EXTRAVISM AND VIOLENCE
Notwithstanding, a regression, spanning the last decade, has taken place. This trend cannot be attributed to cyclical issues, the mismanagement of a ministry, or an occasional retreat from state to military control.
Instead, three crucial reasons explain this involution, which transcends Argentina and, with nuances and differences, applies to all of Latin America. First, the socio-economic model; second, the autonomy of repressive apparatuses; and third, fear of popular sector protest.
The current period has been defined as an economy of accumulation by dispossession or plundering that naturally relies on institutional and non-institutional violence. Stealing from people and stealing from nature can only be done by violence. The objective is the obliteration of entire communities to appropriate nature and convert it into commodities, as has been denounced by Subcomandante Marcos in his text “Fourth World War”. “The Fourth World War is destroying humanity as globalization is universalizing the market, and everything human that opposes the logic of the market is an enemy and must be destroyed.
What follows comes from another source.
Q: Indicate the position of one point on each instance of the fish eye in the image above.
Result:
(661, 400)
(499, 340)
In this sense, we are all the enemy to be vanquished: indigenous, non-indigenous, human rights observers, teachers, intellectuals, artists.”[5]
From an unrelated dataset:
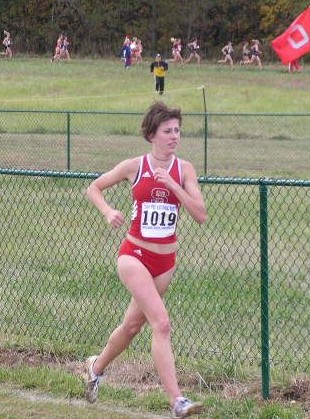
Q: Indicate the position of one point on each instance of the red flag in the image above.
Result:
(295, 41)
Unlike what happens with accumulation by dispossession in urban and middle class zones (generally privatization), for sectors that have never been socially included or benefited from “welfare,” the extractive model works to conquer territories, destroy enemies, and administer conquered space, subordinating them to capital. Indigenous, black, and mestizo peoples, peasant farmers, poor women, and unemployed, informal workers and children in urban peripheries suffer this type of dispossession.
In indigenous/black/mestizo Latin America, the primary modes of discipline have historically not been the panopticon (a device for watching workers without them knowing) nor the satanic mill, but massacre or threat of massacre (read: extermination), whether under colonial rule or during the Republican periods, in dictatorships and democracies, until today. The Maes de Maio organization was created by the mothers of the 500 killed in repressive acts in São Paulo in May 2006. The organization states that between 1990 and 2012, there were 25 killings of favela residents – young, black and poor.
This reality has much to do with the extractive model, but also with the type of state that has been constructed in the region. The Latin American nation-state differs from the European nation-state, as Aníbal Quijano reminds us. Here, the democratization of a society that could be expressed in a democratic state wasn’t registered; social relations were fixed on the colonial structure of power established on the idea of race. This became the basic factor in the construction of the nation state, as Quijano continues to point out.
The current production model deepens these elements of colonial rule: the division of our countries into “zones of being” and “zones of non-being.” In the latter, lives don’t count, and repression is not occasional, but the norm. And to assert their rights, citizens cannot go to a state institution, but instead rise and rebel, as is clearly shown by what happened in Mexico after the disappearance of 43 students from a teaching college in Ayotzinapa.